When AI fails the language test, who is left out of the conversation?

US

By Sara Ruberg, The New York Times Company

Stanford researchers gave a popular artificial intelligence chatbot a language test.

They asked the bot in Vietnamese to write a traditional poem in the form known as “song thất lục bát” that follows a pattern of lines made up of seven, seven, six, then eight words. When the bot spit out an answer, it wrote a poem but didn’t follow the format.

The team tried a different prompt, asking what the proper Vietnamese word was for a mother’s younger brother, and it responded with the words for a father’s younger and older siblings.

These flaws are not unique to Claude 3.5, the chatbot by the AI company Anthropic that the researchers queried, but they illustrate some of the ways in which AI can get language outside of standard American English wrong.

While the use of AI has exploded in the West, much of the rest of the world has been left out of the conversation since most of the technology is trained in English. AI experts worry that the language gap could exacerbate technological inequities and that it could leave many regions and cultures behind.

A delay of access to good technology of even a few years “can potentially lead to a few decades of economic delay,” said Sang Truong, a doctoral candidate at the Stanford Artificial Intelligence Laboratory at Stanford University on the team that built and tested a Vietnamese language model against others.

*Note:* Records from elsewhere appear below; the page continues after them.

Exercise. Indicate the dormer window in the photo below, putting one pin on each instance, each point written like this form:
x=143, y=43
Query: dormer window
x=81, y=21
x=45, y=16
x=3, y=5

The tests his team ran found that AI tools across the board could get facts and diction wrong when working with Vietnamese, likely because it is a “low-resource” language by industry standards, which means that there aren’t sufficient data sets and content available online for the AI model to learn from.

Low-resource languages are spoken by tens and sometimes hundreds of millions of people around the world, but they yield less digital data because AI tech development and online engagement is centered in the United States and China. Other low-resource languages include Hindi, Bengali and Swahili, as well as lesser-known dialects spoken by smaller populations around the world.

An analysis of top websites by W3Techs, a tech survey company, found that English makes up more than 60% of the internet’s language data. While English is widely spoken globally, native English speakers make up about 5% of the population, according to Ethnologue, a research organization that collects language data. Mandarin and Spanish are other examples of languages with a significant online presence and reliable digital data sets.

Academic institutions, grassroots organizations and volunteer efforts are playing catch-up to build resources for speakers of languages who aren’t as well represented in the digital landscape.